A finely sculptured cross-slab, which has evidently been used again in the later 16th century, is built against the inner face of the wall at the west entrance. The slab is roughly rectangular, standing 6 feet 3 inches above the pavement and measuring 2 feet 6 ½ inches across the base, 2 feet 1 ½ inches across at the top. Except for a panel 11 inches square at the bottom of the dexter side, it is covered with sculptures in relief. In the centre is a cross of Celtic design, on the horizontal arms of which rests a hood or ‘glory’ ornamented with a key pattern. The cross head in four arms of equal size is ornamented with interlaced work, but the lower limb is continued downwards in a narrower shaft, which is ornamented with a key-pattern and appears to be supported on the shoulders of a nude human figure with upraised arms. Below the figure is a recessed panel of later date, bearing a shield with a chevron in relief. At the intersection of the arms of the cross is the head of a long beaked bird with the body now more or less obliterated. In each of the upper corners of the stone is a small serpent, and between the hood and the intersection a fish-like creature. Below the arms of the cross are, on the dexter side, six figures, one below the other, thus: (a) Uncertain; (b) a lamb; (c) an ass; (d) a bird perched on the back of (e) another animal; and (f) a winged animal (? dragon) : on the sinister side, four figures; (a) a harper on a high-backed chair; (b) a horseman; and (c) and (d) two indecipherable figures of animals. (See Early Christian Monts., p. 363; and Stuart's Sculptured Stones, vol. i, pl. 64.)
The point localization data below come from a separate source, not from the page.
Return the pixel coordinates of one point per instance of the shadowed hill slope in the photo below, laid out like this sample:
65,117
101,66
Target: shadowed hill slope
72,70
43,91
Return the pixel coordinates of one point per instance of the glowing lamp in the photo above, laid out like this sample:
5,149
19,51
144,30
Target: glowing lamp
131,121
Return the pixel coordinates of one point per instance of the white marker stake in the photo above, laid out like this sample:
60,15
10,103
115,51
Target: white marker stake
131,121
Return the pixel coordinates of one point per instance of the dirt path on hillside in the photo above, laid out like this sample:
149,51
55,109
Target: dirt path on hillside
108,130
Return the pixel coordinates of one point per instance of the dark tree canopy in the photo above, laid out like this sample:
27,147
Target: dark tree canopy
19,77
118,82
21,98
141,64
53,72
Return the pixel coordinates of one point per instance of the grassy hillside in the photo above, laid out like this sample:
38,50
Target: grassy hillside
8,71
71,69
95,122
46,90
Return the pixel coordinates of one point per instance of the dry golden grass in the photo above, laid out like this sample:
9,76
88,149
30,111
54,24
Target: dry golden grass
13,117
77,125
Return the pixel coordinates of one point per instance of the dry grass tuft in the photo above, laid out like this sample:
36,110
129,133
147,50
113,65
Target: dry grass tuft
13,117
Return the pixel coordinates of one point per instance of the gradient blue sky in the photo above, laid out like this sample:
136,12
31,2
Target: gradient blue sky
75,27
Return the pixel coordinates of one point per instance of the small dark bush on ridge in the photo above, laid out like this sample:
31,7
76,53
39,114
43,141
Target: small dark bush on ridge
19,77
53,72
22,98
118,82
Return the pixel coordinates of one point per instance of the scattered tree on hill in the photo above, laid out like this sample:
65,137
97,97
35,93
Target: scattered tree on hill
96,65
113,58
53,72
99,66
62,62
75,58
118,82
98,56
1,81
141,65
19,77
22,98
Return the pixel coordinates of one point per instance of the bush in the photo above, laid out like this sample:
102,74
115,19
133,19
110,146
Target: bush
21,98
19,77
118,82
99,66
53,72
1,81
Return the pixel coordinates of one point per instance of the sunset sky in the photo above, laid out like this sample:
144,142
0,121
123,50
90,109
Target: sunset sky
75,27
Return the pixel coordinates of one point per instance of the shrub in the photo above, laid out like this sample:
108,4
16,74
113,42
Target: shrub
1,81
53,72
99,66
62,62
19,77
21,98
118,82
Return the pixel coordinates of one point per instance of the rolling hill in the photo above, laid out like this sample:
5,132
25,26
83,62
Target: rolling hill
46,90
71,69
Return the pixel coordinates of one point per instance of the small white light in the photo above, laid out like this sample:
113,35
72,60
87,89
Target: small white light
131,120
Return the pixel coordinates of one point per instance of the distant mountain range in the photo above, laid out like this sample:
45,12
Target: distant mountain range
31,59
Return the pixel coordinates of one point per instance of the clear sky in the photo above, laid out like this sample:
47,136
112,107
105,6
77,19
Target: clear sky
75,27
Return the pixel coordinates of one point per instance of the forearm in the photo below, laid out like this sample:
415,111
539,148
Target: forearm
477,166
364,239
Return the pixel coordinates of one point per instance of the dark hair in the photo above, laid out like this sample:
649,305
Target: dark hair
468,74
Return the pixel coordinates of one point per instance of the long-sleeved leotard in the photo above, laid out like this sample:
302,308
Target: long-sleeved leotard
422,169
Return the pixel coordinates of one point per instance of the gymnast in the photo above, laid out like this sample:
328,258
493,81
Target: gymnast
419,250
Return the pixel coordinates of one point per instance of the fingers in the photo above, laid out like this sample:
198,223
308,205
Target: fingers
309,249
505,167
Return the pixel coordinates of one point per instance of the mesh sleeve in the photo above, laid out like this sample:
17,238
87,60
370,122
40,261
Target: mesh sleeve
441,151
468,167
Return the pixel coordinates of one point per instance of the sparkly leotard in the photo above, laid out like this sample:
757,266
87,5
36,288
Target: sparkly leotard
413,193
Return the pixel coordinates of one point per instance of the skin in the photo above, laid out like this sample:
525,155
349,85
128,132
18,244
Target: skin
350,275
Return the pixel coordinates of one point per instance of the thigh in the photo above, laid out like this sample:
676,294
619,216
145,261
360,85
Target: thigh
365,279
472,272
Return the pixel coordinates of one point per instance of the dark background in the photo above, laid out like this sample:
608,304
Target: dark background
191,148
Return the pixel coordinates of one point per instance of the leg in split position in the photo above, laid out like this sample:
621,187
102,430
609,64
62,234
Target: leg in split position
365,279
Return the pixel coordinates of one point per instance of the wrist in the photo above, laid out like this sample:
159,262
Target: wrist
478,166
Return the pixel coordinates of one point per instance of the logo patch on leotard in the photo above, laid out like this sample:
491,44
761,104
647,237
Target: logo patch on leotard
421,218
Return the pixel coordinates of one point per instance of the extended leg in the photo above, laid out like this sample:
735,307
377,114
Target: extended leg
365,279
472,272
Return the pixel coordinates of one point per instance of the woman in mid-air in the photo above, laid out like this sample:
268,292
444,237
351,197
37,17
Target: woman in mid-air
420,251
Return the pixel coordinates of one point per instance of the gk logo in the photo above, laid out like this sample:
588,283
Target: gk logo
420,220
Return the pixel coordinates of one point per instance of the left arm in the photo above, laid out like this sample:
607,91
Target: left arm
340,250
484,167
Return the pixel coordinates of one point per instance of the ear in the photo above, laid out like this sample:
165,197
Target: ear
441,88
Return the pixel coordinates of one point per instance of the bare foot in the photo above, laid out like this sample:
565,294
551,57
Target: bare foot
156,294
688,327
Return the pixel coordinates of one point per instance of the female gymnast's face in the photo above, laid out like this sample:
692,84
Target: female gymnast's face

Another mediaeval slab has been fixed on the inner side of the chancel gable. It measures 5 feet 7 ½ inches by 2 feet 4 inches and has an incised margin containing a six-rayed roundel in each of the three angles that remain, and a Latin cross with graduated base; from the lower edge of the cross arms two incised lines, ending in lozenges, run downwards and outwards. Beneath the cross is a chalice with a knob surmounted by a star-shaped wafer. At a later time the initials D.W. and I.E. have been cut on either side of the cross-shaft.

Opposite the last is a fragment of a later slab, the present dimensions of which are 2 feet 7 ½ inches in width by 3 feet in height. There has been a marginal inscription, now missing at the foot and partially obliterated at the top, where the only words legible are: HIC . IACET . VIRGO. HE ... - SARNIS . OBIIT . AN[NO]. The centre of the slab is occupied by a shield flanked by the initials E.C. and bearing the Cunningham arms, as represented on the oak panel already described above. Below the shield are inscribed the words: ALTHOH . THE . VORMS . MY . FLESH . EAT. IN . THIS. PLACE. ZIT . I . SAL . SE. MY[GOD].*

COPED TOMBSTONE. [DP 262541] At the entrance to the churchyard lies the upper part of a fine coped tombstone, probably of the later 13th century. It is 1 foot 6 inches broad and has a present length of 2 feet 2 inches. The uppermost surface is shaped to fit the cross-shaft and nimbus, which are incised. The shaft has two incised ribs linked at the top. The nimbus contains a cross-head with a voided lozenge shaped centre and lozenge-ended limbs. Between each limb is a penannular ornament with expanded ends. On the dexter side of the tombstone is a sword with depressed quillons and lozenge-shaped pommel; on the sinister side is an open book.

RCAHMS 1933, visited 13 June 1927.

*An adaptation of Job, xix, 26.

Field Visit (8 July 1957)

The description of the sculptured cross given by RCAHMS will be better understood by reference to the illustration in RCAHMS. The drawing reproduced on reverse of this card would appear to be a rather free interpretation, and does not show 'four arms of equal size'.